All resin blocks were first weighed empty (Pro Ohaus Explorer) and the measurement was recorded. Then, through ×20 stereomicroscope, each small part of dental pulp, calibrated to 0002 mg, was inserted with the aid of a plugger of 0.40 mm in diameter, in the lateral canals placed in the middle third of the resin blocks [Figure 4].

Figure 4

Insertion of pulp tissue calibrated to 0.002 mg in the artificial lateral canal

In each block, there are 4 main canals and 2 lateral canals for each primary canal, so a pulp calibrated to 0002 mg has been inserted. The pulp in the central and external part of the lateral has been inserted.

After each insertion of calibrated dental pulp, the resin blocks, sealed with wax in their output to simulate a closed system, were again weighed and the measurements recorded [Figure 5].

Figure 5

Professional microbalance

One hundred resin blocks were divided into five groups, each group included 20 resin blocks with 10 canals: Group A was composed by saline solution (control group), Group B 6% NaOCl (Chlor-xtra, Vista Dental) preheated to 50°C, Group C 6% NaOCl (Chlor-xtra, Vista Dental) heated at a controlled temperature inside the main canal (180°C), Group D 6% NaOCl (Chlor-xtra, Vista Dental) ultrasonically activated, and Group E 6% NaOCl (Chlor-xtra, Vista Dental) heated at a controlled temperature inside the main canal (180°C) and ultrasonically activated.

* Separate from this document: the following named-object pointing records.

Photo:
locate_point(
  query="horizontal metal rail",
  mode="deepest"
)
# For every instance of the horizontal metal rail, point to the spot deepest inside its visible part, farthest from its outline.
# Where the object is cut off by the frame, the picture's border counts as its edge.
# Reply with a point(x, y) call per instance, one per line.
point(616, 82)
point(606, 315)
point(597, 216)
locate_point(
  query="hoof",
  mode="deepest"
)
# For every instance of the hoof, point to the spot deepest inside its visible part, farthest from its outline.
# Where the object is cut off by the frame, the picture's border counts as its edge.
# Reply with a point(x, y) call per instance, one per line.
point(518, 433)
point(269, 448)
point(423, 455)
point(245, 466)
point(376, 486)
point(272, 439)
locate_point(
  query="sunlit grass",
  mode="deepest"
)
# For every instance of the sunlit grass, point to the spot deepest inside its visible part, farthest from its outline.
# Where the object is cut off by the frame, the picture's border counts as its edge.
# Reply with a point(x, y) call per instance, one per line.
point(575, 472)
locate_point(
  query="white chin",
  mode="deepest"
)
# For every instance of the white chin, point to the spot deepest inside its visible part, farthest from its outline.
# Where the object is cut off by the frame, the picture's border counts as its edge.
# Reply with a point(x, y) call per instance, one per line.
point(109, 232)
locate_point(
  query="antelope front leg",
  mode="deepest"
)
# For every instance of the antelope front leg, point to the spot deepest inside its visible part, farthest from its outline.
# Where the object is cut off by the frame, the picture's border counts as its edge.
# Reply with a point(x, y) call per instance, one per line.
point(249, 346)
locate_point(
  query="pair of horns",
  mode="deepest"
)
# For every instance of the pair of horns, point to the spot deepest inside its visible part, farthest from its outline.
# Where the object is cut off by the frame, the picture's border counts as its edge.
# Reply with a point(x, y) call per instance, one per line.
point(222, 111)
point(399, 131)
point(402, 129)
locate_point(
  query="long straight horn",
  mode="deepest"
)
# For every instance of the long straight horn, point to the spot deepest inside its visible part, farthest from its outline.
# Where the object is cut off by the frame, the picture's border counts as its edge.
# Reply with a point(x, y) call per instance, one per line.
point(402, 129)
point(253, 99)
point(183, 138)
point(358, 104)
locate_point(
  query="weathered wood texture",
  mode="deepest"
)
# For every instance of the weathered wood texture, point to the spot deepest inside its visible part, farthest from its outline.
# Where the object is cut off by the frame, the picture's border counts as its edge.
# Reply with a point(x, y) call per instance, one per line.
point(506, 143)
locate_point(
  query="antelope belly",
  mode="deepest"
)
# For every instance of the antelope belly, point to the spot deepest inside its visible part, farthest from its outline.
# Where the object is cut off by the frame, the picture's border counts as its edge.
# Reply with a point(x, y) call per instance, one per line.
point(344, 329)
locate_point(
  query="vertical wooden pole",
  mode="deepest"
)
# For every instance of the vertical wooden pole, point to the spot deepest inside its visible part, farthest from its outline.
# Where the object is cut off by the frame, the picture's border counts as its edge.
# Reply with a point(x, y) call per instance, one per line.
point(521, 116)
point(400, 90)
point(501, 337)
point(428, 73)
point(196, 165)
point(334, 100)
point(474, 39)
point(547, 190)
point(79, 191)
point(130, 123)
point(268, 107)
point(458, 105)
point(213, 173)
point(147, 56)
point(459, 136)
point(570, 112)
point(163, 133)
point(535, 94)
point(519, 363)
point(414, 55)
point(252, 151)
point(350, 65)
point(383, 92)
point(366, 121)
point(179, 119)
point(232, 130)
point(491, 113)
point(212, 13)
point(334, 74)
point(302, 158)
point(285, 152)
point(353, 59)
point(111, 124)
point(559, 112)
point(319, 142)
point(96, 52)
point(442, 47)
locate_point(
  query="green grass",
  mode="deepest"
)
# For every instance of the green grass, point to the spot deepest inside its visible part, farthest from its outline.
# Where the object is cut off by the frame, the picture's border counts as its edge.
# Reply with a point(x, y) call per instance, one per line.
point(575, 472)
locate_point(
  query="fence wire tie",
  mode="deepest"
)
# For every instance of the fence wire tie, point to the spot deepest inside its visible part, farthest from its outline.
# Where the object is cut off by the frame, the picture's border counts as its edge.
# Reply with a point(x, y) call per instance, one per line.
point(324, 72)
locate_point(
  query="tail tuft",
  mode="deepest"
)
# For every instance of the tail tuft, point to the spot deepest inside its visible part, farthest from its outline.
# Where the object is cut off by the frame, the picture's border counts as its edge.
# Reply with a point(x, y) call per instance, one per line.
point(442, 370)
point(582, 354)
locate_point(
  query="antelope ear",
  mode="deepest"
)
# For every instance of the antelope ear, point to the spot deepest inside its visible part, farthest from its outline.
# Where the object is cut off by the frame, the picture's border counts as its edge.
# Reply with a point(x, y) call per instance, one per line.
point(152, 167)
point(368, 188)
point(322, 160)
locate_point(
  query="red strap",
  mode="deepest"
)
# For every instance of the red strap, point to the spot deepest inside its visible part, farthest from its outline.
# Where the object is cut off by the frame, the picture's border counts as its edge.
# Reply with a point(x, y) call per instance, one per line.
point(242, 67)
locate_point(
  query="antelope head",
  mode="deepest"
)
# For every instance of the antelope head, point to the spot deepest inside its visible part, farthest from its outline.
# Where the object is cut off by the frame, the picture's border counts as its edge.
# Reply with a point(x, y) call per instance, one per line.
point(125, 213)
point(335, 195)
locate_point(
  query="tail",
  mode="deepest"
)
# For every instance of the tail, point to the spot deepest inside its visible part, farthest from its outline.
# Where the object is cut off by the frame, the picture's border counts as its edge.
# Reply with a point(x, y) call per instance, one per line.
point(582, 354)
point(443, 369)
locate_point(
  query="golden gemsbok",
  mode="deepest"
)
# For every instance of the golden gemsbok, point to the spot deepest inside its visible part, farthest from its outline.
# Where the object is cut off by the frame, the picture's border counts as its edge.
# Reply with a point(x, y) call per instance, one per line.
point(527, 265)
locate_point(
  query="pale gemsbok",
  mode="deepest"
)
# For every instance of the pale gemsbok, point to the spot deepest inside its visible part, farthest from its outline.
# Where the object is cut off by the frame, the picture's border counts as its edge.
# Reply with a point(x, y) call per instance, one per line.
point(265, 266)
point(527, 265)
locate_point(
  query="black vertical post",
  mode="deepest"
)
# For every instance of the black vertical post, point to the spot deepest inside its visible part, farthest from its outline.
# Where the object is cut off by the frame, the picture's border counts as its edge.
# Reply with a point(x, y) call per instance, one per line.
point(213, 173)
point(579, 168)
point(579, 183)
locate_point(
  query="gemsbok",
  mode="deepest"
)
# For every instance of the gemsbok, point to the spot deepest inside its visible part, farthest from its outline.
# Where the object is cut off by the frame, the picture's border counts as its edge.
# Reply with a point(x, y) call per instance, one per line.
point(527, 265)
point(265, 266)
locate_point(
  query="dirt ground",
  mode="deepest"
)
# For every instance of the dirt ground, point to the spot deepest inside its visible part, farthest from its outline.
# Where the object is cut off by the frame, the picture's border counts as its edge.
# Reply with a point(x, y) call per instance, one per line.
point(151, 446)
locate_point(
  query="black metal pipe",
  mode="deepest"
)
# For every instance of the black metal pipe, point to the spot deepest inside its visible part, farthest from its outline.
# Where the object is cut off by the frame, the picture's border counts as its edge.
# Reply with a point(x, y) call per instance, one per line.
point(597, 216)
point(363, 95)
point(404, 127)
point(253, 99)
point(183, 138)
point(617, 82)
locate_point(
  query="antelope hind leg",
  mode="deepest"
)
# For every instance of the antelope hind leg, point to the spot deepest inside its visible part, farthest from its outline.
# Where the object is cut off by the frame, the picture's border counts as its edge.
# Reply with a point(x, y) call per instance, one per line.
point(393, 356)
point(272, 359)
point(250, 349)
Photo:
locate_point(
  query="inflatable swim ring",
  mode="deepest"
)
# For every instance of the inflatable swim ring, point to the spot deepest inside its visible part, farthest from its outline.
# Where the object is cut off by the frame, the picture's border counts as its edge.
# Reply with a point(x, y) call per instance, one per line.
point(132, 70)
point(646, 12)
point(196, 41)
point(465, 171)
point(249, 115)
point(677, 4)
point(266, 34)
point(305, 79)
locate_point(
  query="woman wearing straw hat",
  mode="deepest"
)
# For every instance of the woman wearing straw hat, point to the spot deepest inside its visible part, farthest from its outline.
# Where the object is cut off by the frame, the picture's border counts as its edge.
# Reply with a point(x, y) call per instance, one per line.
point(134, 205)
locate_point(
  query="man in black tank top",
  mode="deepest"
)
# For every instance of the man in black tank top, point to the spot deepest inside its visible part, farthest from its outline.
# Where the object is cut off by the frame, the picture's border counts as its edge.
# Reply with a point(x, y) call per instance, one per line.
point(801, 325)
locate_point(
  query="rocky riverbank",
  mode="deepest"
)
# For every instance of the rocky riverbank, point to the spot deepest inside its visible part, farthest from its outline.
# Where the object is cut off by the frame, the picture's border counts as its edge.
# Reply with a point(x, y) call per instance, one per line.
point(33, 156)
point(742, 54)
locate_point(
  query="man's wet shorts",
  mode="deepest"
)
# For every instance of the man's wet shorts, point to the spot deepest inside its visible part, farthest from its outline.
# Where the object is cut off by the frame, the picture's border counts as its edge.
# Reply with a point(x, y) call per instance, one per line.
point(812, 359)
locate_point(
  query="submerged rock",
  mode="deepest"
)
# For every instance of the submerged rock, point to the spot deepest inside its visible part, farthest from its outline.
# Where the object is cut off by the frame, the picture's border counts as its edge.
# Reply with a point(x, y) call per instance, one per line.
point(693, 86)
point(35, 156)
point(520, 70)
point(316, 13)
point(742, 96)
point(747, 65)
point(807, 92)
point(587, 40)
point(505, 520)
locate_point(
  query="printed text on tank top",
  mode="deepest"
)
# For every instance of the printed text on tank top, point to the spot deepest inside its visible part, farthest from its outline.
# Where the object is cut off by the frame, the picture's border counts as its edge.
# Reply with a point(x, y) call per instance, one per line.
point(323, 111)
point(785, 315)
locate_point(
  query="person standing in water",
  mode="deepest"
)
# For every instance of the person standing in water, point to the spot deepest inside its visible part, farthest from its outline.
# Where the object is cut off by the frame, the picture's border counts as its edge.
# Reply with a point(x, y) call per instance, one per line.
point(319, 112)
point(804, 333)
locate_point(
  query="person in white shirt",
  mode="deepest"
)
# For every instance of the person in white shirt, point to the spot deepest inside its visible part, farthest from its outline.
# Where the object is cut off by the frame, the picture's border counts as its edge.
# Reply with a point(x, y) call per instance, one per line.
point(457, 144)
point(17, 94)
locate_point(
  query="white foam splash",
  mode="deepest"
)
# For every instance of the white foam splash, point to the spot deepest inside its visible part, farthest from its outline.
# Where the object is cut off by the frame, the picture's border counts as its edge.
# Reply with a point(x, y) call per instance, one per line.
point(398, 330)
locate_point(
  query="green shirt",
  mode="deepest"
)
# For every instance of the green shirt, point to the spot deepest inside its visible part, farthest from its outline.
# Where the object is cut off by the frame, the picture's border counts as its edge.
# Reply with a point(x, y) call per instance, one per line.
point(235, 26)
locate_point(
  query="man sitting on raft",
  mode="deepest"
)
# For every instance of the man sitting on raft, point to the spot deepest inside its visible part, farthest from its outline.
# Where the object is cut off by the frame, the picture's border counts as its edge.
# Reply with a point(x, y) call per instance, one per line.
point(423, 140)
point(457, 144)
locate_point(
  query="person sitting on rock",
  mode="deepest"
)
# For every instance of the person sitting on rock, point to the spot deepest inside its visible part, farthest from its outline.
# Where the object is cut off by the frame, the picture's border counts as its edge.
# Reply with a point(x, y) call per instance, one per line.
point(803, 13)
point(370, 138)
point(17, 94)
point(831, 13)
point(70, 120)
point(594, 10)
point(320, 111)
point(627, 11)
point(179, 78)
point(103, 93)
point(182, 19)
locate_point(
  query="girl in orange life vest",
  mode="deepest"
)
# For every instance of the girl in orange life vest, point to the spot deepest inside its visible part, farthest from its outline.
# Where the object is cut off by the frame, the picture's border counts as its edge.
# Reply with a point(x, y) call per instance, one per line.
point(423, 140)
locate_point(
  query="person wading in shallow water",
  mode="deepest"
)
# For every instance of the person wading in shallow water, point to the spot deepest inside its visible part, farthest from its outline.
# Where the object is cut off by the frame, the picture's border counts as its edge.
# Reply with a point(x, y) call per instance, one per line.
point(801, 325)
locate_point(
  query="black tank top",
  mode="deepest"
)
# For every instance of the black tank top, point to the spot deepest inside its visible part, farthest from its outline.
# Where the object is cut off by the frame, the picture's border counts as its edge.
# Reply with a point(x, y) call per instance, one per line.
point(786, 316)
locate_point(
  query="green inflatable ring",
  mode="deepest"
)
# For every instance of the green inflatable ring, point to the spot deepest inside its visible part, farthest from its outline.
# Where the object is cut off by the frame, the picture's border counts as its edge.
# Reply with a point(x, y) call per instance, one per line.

For each block, the irrigation protocol was 20 min long.

For all groups, the main canal was irrigated by an endodontic needle (Vista probe 0.30 mm). The needle was positioned at 2 mm from the end of the main canal. The main and the lateral canal were sealed with wax to simulate a closed system.

For Group A, 12 cc of saline solution has been used, and the solution was renewed every 2 min.

For Group B, 12 cc of 6% NaOCl preheated to 50°C has been used, and the solution was renewed every 1.5 min.

For Group C, 12 cc of 6% NaOCl heated at a controlled temperature has been used. For the intracanal heating, a heat source (System-B) has been used set to 180°C. The heat carrier used was the tip X-Fine 30/04 lead at 3 mm from the end of the main canal. Each activation cycle (8 s) was alternated with 10 s of rest. After each activation cycle, the NaOCl was renewed. Ten cycles were carried out. During the activation cycle by heating, X-Fine tip performed movements of up and down of about 2–3 mm. After 10 cycles of activation by heating, NaOCl solution was renewed every 1.5 min.

For Group D, 12 cc of 6% NaOCl ultrasonically activated has been used.

The ultrasonic activation (EndoUltra, Vista Dental) was carried out for 30 s for 10 cycles. The tip of the ultrasonic source was positioned 2 mm from the end of the main canal during the activation cycle. The solution was renewed every 1.5 min.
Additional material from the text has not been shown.